A reflection of a pre-war Madrid, set in the pre-war 1930s and engrossed in literary gatherings, Max Aub recreated those days in the capital in La calle de Valverde. A city that Camilo José Cela revives in the post-war period. Winner of the Nobel Prize for Literature in 1989 for works such as La colmena (The Beehive), the writer evokes the melancholic days in the cafés of the time.

From the Golden Age to Madrid today

From the Madrid of the wars, historical changes, and the passage of time to the Madrid of today, there have been several works that, faithful to its spirit, have allowed themselves to be dragged along by the frenzy of its rhythms, its people and its customs. It is also a more carefree place, capable of taking itself less seriously, where life crises have been changing in favour of generational demands. This gave rise to novels such as Historias del Kronen, by José Ángel Mañas, or Beatriz y los cuerpos celestes, by Lucía Etxebarría, a chronicle and portrait of a generation living wildly in the 1990s.

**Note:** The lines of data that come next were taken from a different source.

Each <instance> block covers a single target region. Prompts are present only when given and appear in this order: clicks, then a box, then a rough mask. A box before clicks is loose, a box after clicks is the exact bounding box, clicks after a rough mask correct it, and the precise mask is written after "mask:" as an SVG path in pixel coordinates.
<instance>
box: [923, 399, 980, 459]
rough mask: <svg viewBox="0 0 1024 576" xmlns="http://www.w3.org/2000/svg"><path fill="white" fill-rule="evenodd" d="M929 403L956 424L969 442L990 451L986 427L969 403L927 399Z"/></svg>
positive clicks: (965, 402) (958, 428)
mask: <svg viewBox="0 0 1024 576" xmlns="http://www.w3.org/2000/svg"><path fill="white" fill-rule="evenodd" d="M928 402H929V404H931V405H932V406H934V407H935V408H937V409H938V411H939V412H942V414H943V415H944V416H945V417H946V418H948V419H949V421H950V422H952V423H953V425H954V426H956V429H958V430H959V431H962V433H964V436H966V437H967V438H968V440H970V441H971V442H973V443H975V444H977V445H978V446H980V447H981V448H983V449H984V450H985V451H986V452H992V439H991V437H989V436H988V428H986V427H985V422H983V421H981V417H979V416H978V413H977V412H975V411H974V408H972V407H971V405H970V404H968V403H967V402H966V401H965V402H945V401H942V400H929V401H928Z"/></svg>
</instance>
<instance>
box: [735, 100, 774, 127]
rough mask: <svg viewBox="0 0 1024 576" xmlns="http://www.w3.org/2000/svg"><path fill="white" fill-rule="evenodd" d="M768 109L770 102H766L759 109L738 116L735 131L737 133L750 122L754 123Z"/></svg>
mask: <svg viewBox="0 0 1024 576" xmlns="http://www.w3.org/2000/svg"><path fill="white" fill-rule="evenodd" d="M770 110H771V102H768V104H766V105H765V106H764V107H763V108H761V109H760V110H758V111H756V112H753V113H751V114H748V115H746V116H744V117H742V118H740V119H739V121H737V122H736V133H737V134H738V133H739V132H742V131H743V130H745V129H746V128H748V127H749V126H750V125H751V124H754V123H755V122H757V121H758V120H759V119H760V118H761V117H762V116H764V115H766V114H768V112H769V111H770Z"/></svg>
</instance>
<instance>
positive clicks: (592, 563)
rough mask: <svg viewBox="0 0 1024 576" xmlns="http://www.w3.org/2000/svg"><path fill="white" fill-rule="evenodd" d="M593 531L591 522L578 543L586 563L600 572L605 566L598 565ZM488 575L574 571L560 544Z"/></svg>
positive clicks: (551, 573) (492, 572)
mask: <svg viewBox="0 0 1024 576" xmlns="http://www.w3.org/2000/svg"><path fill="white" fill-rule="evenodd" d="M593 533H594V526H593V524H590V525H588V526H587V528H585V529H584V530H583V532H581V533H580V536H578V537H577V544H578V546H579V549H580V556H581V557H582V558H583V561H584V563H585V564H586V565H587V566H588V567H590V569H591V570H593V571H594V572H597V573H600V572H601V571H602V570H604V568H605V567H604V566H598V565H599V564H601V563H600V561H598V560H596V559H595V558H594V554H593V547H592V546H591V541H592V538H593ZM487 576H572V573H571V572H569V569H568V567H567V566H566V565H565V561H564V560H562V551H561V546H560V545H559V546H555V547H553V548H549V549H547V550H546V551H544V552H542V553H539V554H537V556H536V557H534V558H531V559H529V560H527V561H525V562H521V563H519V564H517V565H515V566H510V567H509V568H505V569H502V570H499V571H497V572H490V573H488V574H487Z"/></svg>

And if Madrid is a place favoured “by a splendid sky that makes us forget almost all its defects“, as Luis Martín Santos wrote in that novel in which he evoked the desolate Madrid of early Francoism, Tiempo de silencio, back in 2005 Julio Llamazares delved into that universe governed by the sun in El cielo de Madrid (The Sky of Madrid). In it, based on the structure of the Divine Comedy, the writer from León ascended from hell to paradise in a journey through the Movida madrileña, the countercultural movement that developed during the early years of the Spanish Transition.

Nor should we forget Las edades de Lulú, set in the 1970s, with whom we met Almudena Grandes, born in Madrid in the late 1980s, whose idyll with her native city gave rise to works such as El corazón helado (The Frozen Heart) and Malena es un nombre de tango (Malena is a tango name). From Elvira Lindo and her Manolito Gafotas in the neighbourhood of Carabanchel, to the Golden Century of Arturo Pérez-Reverte’s Captain Alatriste, in recent years Madrid has continued to be a recent literary theme for many authors, such as Carmen Mola in La Bestia or Elvira Sastre in Madrid me mata, an intimate portrait of the writer’s experience of the city’s streets.

“Madrid does not scrape the sky like New York” nor “does it have the majesty of Paris”, writes Sergio C. Fanjul in La ciudad infinita, an essay on urbanism and gentrification in the Spanish capital. Quite a declaration of love, as is the one composed by the writer Andrés Trapiello in his book, Madrid, a biography and a portrait of the great city that dissects the water journeys, the old neighbourhoods, the suburbs, the passing of kings, republics and dictatorships, the misery and the days of splendour, the wars, the Movida and even the coronavirus.  

There is as much literature in the city as its streets are infinite. Continuous inspiration, perhaps it was Miguel de Cervantes who expressed it best when he wrote, on bidding farewell to the town: “Farewell”, I said to my humble hut; “farewell, Madrid; farewell your Prado and fountains, flowing nectar, raining ambrosia”.